Л. Н. Толстой в романе «Воскресение» писал: «В этом-то и ошибка, что мы привыкли думать, что прокуратура, судейские вообще - это какие-то новые либеральные люди. Они и были когда-то такими, но теперь это совершенно другое. Это чиновники, озабоченные только двадцатым числом. Он получает жалованье, ему нужно побольше, и этим и ограничиваются все его принципы. Он кого хотите будет обвинять, судить, приговаривать. - Да неужели существуют законы, по которым можно сослать человека за то, что он вместе с другими читает Евангелие? - Не только сослать в места не столь отдаленные, но в каторгу, если только будет доказано, что, читая Евангелие, они позволили себе толковать его другим не так, как велено, и потому осуждали церковное толкование».
К сожалению, эти слова, написанные в 19 веке, для некоторых будут актуальными и сегодня. Так сегодня, мы наблюдаем преследование Свидетелей Иеговы за религиозную деятельность, за распространение религиозной литературы. Их литература, как впрочем, и литература других религиозных конфессий признавалась экстремистской целыми списками при отсутствии насильственных действий или призывов к ним, лишь на основе «мнения» «экспертов», которому суд доверялся лишь, потому, что на заключении было упомянуто об ознакомлении «экспертов» с уголовной ответственностью. Так в недавно ставшем известным судебном решении Ленинского районного суда г. Оренбурга от 21 марта 2012 года о запрещении 65 мусульманских книг[28], в качестве основания для того, чтобы не изучать самому оспариваемую литературу вновь была использована уже ставшая шаблонной фраза «У суда не имеется оснований не доверять заключениям специалистов, предупрежденных об уголовной ответственности за дачу заведомо ложного заключения по ст. 307 УК РФ». Прикрывшись данной фразой суд закончил цензурный процесс о запрете 65 книг за 20 минут… .
Надо отметить, что 65 книг признать экстремисткими в одном судебном решении – это далеко не рекорд. В Казахстане еще 3 июля 2009 года суд Астаны признал экстремистскими аж 207 книг, брошюр, аудиозаписей[29]. В этом «знаменитом» решении суд также сам не исследовал то, что признавал экстремистским и в результате признал экстремистскими даже суры Корана… . В последующем был распространен пресс-релиз о том, что «при размещении на сайте Министерства юстиции Перечня информационных материалов, признанных судом экстремистскими, была допущена техническая ошибка.

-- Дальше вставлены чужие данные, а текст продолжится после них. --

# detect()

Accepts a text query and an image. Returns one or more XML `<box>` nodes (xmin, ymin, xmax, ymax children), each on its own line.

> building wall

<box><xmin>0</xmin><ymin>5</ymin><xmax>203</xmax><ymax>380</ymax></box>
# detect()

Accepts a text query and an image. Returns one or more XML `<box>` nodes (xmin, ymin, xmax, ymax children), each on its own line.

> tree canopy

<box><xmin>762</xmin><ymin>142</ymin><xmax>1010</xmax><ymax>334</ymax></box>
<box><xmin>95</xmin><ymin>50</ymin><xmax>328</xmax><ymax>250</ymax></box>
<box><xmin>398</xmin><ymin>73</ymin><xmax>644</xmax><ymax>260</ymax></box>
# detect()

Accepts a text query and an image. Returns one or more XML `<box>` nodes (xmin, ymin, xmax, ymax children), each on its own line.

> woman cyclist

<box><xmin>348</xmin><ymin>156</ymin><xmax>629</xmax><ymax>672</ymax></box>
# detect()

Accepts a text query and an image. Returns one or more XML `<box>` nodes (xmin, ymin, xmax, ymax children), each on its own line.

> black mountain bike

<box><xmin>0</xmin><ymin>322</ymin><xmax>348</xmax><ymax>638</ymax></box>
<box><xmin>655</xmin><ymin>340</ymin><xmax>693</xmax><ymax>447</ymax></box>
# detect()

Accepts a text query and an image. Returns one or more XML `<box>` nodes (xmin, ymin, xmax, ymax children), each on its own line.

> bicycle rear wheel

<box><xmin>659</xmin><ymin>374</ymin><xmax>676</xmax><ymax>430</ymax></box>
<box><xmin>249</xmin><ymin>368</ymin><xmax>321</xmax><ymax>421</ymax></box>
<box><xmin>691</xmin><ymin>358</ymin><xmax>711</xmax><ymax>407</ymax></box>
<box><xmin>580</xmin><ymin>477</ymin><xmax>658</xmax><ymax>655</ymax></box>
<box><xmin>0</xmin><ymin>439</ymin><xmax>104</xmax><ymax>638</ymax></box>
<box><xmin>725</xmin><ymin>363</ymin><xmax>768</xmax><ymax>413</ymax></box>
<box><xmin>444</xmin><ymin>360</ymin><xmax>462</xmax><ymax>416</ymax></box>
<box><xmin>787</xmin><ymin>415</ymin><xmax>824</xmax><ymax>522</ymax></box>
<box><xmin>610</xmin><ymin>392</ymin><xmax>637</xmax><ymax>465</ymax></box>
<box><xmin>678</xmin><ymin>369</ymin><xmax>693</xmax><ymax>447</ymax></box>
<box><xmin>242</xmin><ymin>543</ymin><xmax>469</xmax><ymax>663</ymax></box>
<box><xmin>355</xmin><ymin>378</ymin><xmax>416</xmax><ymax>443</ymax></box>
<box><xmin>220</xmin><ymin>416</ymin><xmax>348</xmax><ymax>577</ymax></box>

На самом деле, решением суда Астаны от 3 июля этого года в числе других печатных и аудио-материалов были признаны экстремистскими с запретом к ввозу и распространению на территории республики аудиозаписи комментариев неизвестных лиц на озвученные шейхами Мишари Рашидом и Фарисом Уббадом суры Корана "Ахкаф" (Пески), "Мухаммад", "Фатх" (Победа), "Хужрат" (Комнаты), "Каф", "Табарак" (Власть), "Калам" (Письменная трость), "Хакка" (Неизбежное), "Маараж" (Ступени), "Нух" (Ной), "Джинны", "Музаммиль" (Завернувшийся), "Муддасир" (Завернувшийся), "Кияма" (Воскресенье), "Инсан" (Человек), "Мурсалат" (Посылаемые), "Аль-Бакара" (Корова), "Аль-Аъраф" (Преграды). Таким образом, суд признал экстремистскими и запретил аудиозаписи комментариев к сурам, а не сами суры Корана»[30].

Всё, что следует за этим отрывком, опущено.